The present picture has only recently come to light, and is by far the most exciting example of Wyllie's work we have seen. Certainly it is infinitely more impressive than either of those in her Witt Library file. It was the last of the ten pictures that she showed at the Grosvenor Gallery, appearing there in 1886 and being illustrated in Henry Blackburn's Grosvenor Notes. This is fortunate, enabling us to identify a work that seems to have received no critical attention. In fact no review of any picture by Wyllie has yet been traced.
The Elysian fields were the abode of the blessed in classical mythology, so the subject of the picture is presumably a soul in heaven. The image confirms Wyllie's feeling for symbolism and particularly her interest in the symbolism of flowers, in this case roses and lilies. Flowers clearly played a prominent part in three of her other Grosvenor exhibits, even though we only know them by name: Rosa Mystica (1880), Roses (1882) and Calliope: A Portrait with Flowers (1884).
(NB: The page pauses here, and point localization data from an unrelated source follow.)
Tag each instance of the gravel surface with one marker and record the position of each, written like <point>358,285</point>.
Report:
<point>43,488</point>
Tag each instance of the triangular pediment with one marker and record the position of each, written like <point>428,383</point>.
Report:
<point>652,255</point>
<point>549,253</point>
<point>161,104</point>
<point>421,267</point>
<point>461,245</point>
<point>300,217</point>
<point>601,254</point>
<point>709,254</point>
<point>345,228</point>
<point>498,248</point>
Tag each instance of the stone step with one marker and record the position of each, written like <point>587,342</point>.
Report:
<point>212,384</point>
The picture could hardly be more characteristic of the Grosvenor ethos. The colouring is very Aesthetic, instantly recalling the famous phrase 'greenery yallery, Grosvenor Gallery' to which W.S. Gilbert had given currency in the comic opera Patience, his satire on the Aesthetic craze first staged in 1881. There are also obvious echoes of Burne-Jones, the undisputed star of the Grosvenor since its opening in 1877. The gentle, high-souled mood, the flower symbolism, the androgynous type, the fluttering or finely-pleated drapery, the circlet of flowers at the neck - all these betray his influence. In fact the figure has almost been lifted from The Days of Creation (Fogg Museum of Art, Harvard), one of the eight large pictures with which he had made such an overwhelming impression in 1877. Wyllie would not only have seen the work Burne-Jones showed at the Grosvenor but probably met him there too - it was a very social organisation, famous for its receptions. She may even have enjoyed the sort of relations with him that she did with Watts.
Whatever the case, Wyllie was clearly an eclectic artist, looking at a number of sources. In the light of our picture, it is not surprising that she had 'considerable knowledge of the methods employed by the old masters', and used to discuss them with Watts. There is a distinctly 'old mastery' feel to the picture in terms of tone, touch, and such details as the spray of roses. Watts himself is not far away either, especially in the dry and crumbly nature of the paint. In fact the picture could be described as a Burne-Jonesian vision seen through the medium of the old masters and Watts.
All in all, the picture is a fascinating discovery which amply bears out Mary Watts's comment that Wyllie 'possessed a fine artistic gift'. It suggests that she was one of the best of the many women artists that were fostered by the Grosvenor, and we can only regret that parental discouragement, marital commitments and, surely, lack of critical recognition, combined to limit her production so severely.